PortoPostDoc

Audrius Stonys: (Sublime) portraits of being

by Teresa Vieira / 03 11 2019


In the 2019 edition of Porto/Post/Doc, we focus on Audrius Stonys' work, with the screening of several of his films and the presence of the director.

Contemplation, spiritualization, dignification and glorification (of the potential) of the (in)visible: a look at the real. Film gestures that carry us from the mundane to the eternal, from the human to the divine, from the real to the documentary. They are records of the immensity of the universal and the individual, of the exacerbation of the natural power of individuals and of the universe around them.

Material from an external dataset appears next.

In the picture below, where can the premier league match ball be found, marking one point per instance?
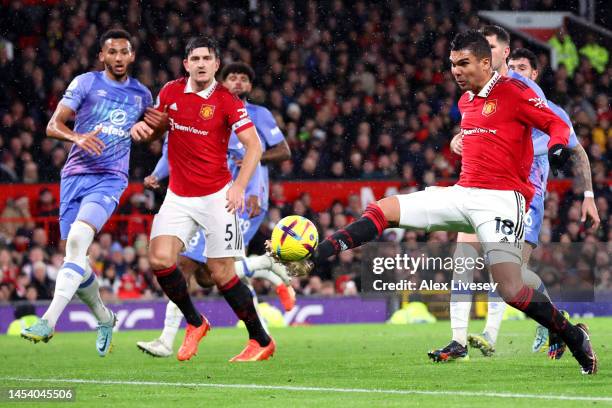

Audrius Stonys' vast work is a potent symbol and significant to (and of) the world. From the early 1990s – until now – the Lithuanian filmmaker takes us along paths of encounter with the “other” but, above all, with the core of what it means to be human. Stonys captures the essence of being through careful observation, a look that reflects fascination and respect for everyone and all that he presents (and represents). This is partly due to a legacy of the 1960s Lithuanian film tradition – which has in Henrikas Šablevičius one of its greatest forms of expression – but also to its connection with photography. These are influences that reach a maximum exponent in his work due to the humility, beauty and transcendence of each portrait, each film. Stonys trod a path marked by the (apparently paradoxical) duality of the representation of the individual as divine element and as lost element in the immensity of the world. A game of contrasts that allows us, however, to observe the world as such: a center created from countless – or endless – parts, a totality created from small – or tiny – centers that make it up. 

Images prevail and seek to decode, within their form, what we see. The melodies that echo in the created spaces, the expressions that are perpetuated on the screen, are the necessary clues for the creation of a world that brings us closer to what we describe as “real”, but above all, to what we (really) are.